Could a variant of osml10n_translit take what source and target language is being transliterated? Currently, the implementation always calls Any-Latin. Although this works as a fallback, ICU would return better quality if you were passing the source and target language. For background, see this talk. Here’s a few examples from the unit tests in Unicode CLDR, which is the upstream source for ICU’s transliterators. The transliteration IDs are in IETF BCP 47-T (RFC 6497) syntax, such as:

  • ja-t-es: Japanese, transliterated from Spanish (test cases, abanilla ⇒ アバニリャ)

  • ja-t-es-419: Japanese, transliterated from Latin American Spanish (test cases, abanilla ⇒ アバニヤ)

  • ka-Latn-t-ka-m0-bgn-1981: Georgian in Latin letters, transliterated from Georgian using the 1981 version of the BGN romanization (test cases, საყოველთაო ⇒ saqovelt’ao)

  • ka-Latn-t-ka-m0-bgn-2009: Georgian in Latin letters, transliterated from Georgian according to the 2009 version of the BGN romanization (test cases, საყოველთაო ⇒ saqʼoveltao)

Implementation detail: With the current ICU version, you’d unfortunately have to mangle BCP47-T identifiers before creating the ICU transliterator. Future ICU versions will expose BCP47-T identifiers to outside callers, but I can’t promise when this will be deployed; there’s higher priority bugs. However, the capability to select particular transforms has always been present in ICU. This name mangling is an implementation detail which could be hidden from callers. My recommendation for osml10n_translit would be to accept an optional parameter with an IETF BCP47-T identifier; their syntax has been standardized in RFC 6497. ICU can be instructed to fall back to Any-Latin in case the requested transliterator is unavailable.

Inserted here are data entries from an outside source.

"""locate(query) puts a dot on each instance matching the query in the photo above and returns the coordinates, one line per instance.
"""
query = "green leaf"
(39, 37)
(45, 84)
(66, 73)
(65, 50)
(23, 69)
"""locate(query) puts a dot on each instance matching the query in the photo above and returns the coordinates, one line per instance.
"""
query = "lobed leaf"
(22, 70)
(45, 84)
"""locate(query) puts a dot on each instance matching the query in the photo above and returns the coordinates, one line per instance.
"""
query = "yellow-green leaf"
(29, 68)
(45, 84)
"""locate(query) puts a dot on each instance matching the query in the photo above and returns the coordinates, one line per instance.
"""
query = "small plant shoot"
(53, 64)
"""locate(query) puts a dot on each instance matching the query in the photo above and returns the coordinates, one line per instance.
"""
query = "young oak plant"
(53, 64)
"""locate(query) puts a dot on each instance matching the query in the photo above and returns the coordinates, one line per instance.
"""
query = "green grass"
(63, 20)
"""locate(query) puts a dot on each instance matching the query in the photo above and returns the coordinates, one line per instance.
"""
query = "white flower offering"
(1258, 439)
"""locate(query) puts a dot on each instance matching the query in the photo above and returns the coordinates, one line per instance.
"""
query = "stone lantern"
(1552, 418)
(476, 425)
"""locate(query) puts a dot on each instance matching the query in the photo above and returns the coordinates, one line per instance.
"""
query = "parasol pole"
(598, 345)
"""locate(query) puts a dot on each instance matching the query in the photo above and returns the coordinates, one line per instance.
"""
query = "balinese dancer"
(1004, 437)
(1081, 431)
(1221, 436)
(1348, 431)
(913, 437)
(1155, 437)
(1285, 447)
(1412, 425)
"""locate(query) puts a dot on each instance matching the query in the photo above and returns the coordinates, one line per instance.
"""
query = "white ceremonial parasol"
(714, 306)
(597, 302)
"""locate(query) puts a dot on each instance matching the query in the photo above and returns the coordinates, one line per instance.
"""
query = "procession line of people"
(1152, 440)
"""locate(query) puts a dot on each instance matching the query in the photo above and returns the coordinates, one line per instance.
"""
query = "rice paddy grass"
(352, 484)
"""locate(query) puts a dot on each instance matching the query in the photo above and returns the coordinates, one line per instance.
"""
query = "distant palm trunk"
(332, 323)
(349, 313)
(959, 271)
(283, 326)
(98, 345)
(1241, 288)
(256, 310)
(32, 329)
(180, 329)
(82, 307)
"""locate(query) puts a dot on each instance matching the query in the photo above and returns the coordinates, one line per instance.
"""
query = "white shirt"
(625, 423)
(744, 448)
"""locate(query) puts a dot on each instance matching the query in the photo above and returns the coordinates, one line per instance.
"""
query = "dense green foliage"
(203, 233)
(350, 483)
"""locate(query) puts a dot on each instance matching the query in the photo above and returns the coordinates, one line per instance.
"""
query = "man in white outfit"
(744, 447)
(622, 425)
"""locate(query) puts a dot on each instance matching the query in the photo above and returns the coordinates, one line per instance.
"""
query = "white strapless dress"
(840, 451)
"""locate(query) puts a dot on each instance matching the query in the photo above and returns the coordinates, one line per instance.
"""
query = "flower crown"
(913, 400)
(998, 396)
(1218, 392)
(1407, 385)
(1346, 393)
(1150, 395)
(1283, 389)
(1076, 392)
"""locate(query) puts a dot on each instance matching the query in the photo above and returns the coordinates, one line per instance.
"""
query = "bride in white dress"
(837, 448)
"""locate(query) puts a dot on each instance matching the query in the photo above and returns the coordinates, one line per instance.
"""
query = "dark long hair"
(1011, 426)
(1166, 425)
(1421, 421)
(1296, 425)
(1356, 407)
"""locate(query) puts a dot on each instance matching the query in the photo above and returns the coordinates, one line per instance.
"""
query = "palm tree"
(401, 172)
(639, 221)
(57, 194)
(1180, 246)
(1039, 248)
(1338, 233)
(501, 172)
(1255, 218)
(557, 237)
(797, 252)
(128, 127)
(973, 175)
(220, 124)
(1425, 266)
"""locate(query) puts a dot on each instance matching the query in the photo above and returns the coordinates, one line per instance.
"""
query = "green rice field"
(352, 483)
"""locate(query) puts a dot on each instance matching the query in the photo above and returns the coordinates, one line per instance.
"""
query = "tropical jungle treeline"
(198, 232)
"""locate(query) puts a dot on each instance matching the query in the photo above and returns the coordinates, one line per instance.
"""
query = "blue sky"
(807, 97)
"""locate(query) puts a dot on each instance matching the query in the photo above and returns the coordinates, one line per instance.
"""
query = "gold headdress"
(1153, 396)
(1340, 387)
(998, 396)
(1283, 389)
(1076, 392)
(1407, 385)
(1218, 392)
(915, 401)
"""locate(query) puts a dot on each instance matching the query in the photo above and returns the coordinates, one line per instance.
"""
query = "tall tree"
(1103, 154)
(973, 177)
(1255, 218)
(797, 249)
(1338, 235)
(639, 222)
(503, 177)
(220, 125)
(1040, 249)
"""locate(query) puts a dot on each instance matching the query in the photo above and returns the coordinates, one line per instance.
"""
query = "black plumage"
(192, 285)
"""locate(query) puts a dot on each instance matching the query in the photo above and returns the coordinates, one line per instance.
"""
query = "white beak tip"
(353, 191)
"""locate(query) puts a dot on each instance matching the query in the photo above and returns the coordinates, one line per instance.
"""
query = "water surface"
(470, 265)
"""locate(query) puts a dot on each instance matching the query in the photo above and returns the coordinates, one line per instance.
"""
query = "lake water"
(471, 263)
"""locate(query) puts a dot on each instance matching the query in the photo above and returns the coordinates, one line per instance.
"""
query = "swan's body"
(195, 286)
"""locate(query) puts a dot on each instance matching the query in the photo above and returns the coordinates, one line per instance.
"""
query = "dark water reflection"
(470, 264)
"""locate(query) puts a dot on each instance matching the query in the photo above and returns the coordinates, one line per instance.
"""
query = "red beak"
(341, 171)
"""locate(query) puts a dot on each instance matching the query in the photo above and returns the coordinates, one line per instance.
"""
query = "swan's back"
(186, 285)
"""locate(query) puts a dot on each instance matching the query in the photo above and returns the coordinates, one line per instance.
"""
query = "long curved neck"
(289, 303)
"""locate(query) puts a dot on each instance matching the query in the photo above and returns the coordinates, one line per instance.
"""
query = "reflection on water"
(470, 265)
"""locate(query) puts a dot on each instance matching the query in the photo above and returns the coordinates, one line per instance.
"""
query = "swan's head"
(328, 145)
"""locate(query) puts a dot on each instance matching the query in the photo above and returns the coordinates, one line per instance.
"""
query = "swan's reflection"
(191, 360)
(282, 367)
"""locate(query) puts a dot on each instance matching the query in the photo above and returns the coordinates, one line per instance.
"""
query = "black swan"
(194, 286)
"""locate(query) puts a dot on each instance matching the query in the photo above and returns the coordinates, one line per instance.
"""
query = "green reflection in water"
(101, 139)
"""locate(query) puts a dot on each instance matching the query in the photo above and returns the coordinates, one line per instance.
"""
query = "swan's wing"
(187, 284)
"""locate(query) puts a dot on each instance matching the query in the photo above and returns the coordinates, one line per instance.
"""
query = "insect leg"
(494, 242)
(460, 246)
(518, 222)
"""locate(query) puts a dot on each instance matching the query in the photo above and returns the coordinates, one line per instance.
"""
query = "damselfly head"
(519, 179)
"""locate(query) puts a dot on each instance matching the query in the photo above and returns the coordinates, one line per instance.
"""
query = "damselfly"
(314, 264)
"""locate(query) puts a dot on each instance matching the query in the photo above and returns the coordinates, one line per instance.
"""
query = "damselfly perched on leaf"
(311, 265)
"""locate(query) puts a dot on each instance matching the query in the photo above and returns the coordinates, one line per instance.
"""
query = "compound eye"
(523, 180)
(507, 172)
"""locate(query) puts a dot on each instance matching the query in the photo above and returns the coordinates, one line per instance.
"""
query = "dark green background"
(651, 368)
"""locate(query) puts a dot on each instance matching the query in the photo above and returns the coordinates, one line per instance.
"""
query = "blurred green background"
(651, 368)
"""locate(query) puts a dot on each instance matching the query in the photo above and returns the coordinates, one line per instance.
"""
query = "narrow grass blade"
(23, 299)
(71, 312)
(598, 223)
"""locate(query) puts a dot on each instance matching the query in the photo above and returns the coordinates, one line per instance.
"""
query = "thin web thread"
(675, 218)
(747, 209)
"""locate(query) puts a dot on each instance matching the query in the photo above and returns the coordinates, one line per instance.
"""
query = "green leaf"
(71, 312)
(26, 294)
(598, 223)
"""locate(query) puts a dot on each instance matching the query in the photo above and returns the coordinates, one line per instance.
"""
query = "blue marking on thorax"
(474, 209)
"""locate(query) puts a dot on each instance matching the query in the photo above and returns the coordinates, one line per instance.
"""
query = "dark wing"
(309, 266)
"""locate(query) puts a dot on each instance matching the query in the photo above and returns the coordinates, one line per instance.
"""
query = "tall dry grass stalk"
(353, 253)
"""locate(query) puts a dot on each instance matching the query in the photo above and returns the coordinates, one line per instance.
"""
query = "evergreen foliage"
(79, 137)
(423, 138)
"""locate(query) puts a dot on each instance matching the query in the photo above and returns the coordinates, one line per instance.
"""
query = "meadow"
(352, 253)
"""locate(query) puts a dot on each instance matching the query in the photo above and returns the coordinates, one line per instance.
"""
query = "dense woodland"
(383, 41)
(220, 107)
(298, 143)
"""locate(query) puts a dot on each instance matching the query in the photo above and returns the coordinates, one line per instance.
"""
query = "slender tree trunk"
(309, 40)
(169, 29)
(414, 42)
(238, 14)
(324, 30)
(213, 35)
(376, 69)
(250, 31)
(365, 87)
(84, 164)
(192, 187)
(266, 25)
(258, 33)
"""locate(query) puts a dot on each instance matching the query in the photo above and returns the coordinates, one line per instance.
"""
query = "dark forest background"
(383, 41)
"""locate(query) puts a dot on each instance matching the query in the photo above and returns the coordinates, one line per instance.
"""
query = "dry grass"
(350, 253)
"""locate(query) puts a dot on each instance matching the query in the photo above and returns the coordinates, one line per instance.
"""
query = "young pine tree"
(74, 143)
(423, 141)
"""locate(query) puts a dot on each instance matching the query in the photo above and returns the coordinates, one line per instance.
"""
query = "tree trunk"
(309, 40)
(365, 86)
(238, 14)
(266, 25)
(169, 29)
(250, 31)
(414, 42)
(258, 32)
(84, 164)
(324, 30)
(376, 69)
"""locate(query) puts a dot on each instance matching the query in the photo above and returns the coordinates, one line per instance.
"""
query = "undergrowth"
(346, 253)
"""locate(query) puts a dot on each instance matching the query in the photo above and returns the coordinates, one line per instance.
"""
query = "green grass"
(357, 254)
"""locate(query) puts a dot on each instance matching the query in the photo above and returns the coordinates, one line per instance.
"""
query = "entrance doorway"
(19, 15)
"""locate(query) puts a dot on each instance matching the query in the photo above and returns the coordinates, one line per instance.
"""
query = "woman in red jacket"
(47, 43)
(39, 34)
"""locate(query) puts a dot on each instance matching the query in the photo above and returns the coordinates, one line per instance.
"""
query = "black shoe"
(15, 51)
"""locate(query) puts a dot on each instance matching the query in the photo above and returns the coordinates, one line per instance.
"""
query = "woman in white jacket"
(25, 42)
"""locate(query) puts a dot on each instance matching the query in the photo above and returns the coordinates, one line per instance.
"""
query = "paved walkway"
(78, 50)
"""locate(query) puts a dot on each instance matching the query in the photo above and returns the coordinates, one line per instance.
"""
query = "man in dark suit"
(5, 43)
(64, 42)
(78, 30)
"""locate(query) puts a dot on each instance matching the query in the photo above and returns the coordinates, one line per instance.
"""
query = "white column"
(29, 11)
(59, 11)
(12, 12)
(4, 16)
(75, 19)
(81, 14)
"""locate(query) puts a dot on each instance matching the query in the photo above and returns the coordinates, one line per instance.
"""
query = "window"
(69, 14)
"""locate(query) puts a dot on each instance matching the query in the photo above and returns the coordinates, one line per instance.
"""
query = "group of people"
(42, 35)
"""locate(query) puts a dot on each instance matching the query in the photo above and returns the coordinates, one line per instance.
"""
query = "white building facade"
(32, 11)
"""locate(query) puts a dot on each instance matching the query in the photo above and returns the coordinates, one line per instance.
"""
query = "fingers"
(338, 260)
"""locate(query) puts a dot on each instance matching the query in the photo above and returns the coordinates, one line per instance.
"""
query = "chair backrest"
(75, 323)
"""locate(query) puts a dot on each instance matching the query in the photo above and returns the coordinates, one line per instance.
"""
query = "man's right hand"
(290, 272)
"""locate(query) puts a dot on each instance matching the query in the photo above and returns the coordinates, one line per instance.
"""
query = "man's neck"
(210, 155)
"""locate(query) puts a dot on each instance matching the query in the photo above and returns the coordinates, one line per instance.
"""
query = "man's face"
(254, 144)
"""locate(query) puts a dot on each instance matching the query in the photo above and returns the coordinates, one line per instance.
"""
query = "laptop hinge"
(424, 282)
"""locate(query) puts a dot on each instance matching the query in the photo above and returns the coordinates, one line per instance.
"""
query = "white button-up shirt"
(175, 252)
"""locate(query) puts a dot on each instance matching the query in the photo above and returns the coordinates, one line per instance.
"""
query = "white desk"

Performance: Consider caching the ICU Transform objects across invocations. In the current implementation, a new icu::Transform gets created and disposed for every transliterated label. This is actually quite expensive; it would be faster to reuse the Transforms. I don’t know whether Postgres is multi-threaded; if it is, it would be necessary to use a mutex around icu::Transform::transliterate() because the current ICU implementation is not thread-safe. (It’s perfectly safe to simultaneously call this method on different icu::Transform instances, but only one single thread at a time should call transliterate() on the same icu::Transform object). Despite the locking, it’ll be much faster to reuse Transform objects across multiple calls. No locking is needed when each thread has its private set of icu::Transform objects; this could be done by putting a std::hash_map<transliterator_id, icu::Transform*> into thread-local storage.

Sorry for not just sending you a patch to implement this change; I know nothing about Postgres internals. But for someone familiar with the codebase this should be quite an easy change, with a noticeable improvement in transliteration quality. However, do tell if you want me to write a C++ function for converting BCP 47-T syntax to ICU’s legacy identifiers; I could do that for you.